【完結】「暁光の世から消えて死ね」 〜教会を追放された見世物小屋の聖女は、イカれた次期覇王の暫定婚約者になる。(※手のひら返しで執心されています)〜
34話:刻印、完全解除
青年長の浄化は、三十分ほどで完了した。
まだ意識を取り戻してはいないが、過剰有毒者特有の症状が消えているので、すぐに回復の兆しが見えるだろう。
次にシャノンは、付き添いの使者たちにも同じように浄化を施す。最後の一人あたりで足元が覚束なくなり始め、ふらついたところをルロウは無言で支えてくれた。
おそらく教会という特別な場所からあまり出たことがないため、彼らは短期間外に出ただけでも、毒素の影響を受けやすくなってしまったのだろう。
青年長以外は過剰有毒者ではなかったため、シャノンは魔力切れを起こして倒れることなく、すべてに癒しの力を使うことができたのだった。
――後日、シャノンはルロウと共に改めて皇城を訪れた。
皇太子宮にお邪魔すると、顔色がすっかり戻った青年長がシャノンを出迎えてくれた。
「この度は、本当に助かりました。まさか自分が過剰有毒者だとは知らず、多くの方々にご迷惑をお掛けしてしまいました」
十代後半ぐらいの年齢だと思われる青年長は、腰が低く丁寧な物腰がとても印象深い人間だった。

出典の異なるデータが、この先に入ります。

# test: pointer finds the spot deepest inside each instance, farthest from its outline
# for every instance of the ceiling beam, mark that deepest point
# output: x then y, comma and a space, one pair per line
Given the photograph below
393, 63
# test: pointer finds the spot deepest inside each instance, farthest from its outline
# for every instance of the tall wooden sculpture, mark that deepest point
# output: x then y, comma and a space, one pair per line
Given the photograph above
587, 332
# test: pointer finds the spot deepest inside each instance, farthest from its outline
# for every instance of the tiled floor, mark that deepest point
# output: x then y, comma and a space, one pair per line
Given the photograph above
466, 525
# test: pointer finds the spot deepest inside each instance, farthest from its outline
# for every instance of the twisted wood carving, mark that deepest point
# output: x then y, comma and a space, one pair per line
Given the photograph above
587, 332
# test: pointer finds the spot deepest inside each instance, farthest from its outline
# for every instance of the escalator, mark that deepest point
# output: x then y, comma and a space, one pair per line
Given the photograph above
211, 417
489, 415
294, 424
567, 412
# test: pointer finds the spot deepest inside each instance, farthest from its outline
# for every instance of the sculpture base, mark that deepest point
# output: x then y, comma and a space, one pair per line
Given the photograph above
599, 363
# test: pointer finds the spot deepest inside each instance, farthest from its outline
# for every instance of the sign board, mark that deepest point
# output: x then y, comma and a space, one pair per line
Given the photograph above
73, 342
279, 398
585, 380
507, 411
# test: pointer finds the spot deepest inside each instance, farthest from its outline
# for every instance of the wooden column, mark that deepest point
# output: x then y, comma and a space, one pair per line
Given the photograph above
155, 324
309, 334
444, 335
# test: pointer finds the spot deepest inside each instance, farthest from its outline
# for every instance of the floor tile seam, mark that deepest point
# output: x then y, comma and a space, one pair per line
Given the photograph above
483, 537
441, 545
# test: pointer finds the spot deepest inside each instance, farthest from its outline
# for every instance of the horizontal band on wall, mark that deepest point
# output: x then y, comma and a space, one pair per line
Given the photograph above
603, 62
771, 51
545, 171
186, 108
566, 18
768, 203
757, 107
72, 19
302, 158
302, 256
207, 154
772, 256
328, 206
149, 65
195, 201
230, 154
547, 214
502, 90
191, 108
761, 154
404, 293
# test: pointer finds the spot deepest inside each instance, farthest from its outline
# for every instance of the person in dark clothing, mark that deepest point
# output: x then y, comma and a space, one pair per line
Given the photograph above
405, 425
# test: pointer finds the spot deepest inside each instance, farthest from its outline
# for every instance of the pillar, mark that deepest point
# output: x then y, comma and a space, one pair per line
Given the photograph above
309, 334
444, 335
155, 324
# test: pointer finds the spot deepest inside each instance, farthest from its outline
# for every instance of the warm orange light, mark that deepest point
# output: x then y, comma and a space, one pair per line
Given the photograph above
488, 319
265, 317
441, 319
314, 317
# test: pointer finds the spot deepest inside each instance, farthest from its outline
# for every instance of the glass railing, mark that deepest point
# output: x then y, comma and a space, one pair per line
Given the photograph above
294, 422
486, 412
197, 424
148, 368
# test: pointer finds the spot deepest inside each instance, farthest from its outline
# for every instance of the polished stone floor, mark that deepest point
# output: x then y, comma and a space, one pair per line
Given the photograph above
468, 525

クア教国民にとって聖女は民に寄り添う光であり、誰もが敬う国の象徴である。始祖血族は、その聖女すらもこうべを垂れて接する高貴な存在として扱われていた。
もう聖女の強固な精神は抜けているとはいえ、教会にいたときは天の上の人たちであった始祖血族の、それも長である彼を前にシャノンは身が引き締まる思いでいた。